And at last Fate—in the guise of good-natured and sympathetic friends in the islands—had made possible my dream and I was cruising one-time pirate waters in a pirate ship. Yes, a real pirate ship, the Vigilant, whose solid teak keel was laid well over a century ago; the oldest boat plying the Caribbean, but still as stanch, seaworthy, and fast as when, manned by sea-rovers, she had swept [[6]]under her cloud of canvas upon some lumbering merchantman or had showed her fleet heels to British corvettes, as, laden with a cargo of “black ivory,” she had crept forth from the fetid mouth of some African river, bound with her human freight for the slave marts of the Antilles. Privateer, pirate, slaver, and man-o’-war she had been in turn through the long years she had sailed the seas. Within her hold were still visible the ring-bolts to which the groaning blacks had been chained. In her timbers were still the wounds of round shot and bullets, and despite her peaceful present-day employment as a packet between the islands, she was yet the typical pirate craft—the “long, low, black schooner with raking masts” so dear to writers of lurid fiction.[1] And we were bound to that erstwhile haunt of the sea-rovers, the Virgin Islands. [[7]]
When Columbus, cruising westward on his second voyage, sighted these green-clad islets rising above the blue Caribbean, he despaired of finding saint’s names for all of them, and so called them collectively “The Virgins,” in honor of the eleven thousand companions of St. Ursula. The name was not inappropriate, for while there were not eleven thousand of the isles, they were far too numerous to be counted. The history of these bits of wave-washed coral and volcanic rock, since their discovery by the great navigator, has been anything but happy and peaceful. The Spaniards, finding neither gold nor precious stones upon them, contented themselves with kidnapping the primitive inhabitants and then, having depopulated the islands, left them severely alone. Later, after a period of varying fortunes and misfortunes, they were parceled off among the European powers, changed hands over and over again, were sold, bartered, and fought for, [[8]]and at last, with the exception of St. Thomas, St. Croix, and one or two others, were dubbed worthless and were virtually forgotten by the nations which had battled so long and bloodily to retain them.

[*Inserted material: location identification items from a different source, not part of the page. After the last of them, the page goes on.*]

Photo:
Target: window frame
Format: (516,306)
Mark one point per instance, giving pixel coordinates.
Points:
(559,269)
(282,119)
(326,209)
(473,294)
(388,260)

Here in close proximity, often but two or three miles apart, were islands belonging to half a dozen powers,—British, French, Danish, Swedish, Dutch,—with one owned jointly by Holland and France, while close at hand, conveniently and temptingly near, in fact, were rich Spanish possessions. And here, to the eleven thousand Virgins, came the pirates and the buccaneers. So it was fitting that my cruise in the ancient but rejuvenated Vigilant should begin with the Virgin Isles.
Presently, above the impossibly blue sea loomed a bit of land, a tiny, gray-green, barren cay, rimmed with ragged, weather-beaten rocks in whose coves and hollows coral beaches gleamed, white as the beating surf, beyond the turquoise water. Leaning upon the schooner’s rail, I gazed idly and curiously at the little isle, the one break upon the shimmering sea, a lonely spot whose only signs of life were the circling sea-birds hovering over it in clouds.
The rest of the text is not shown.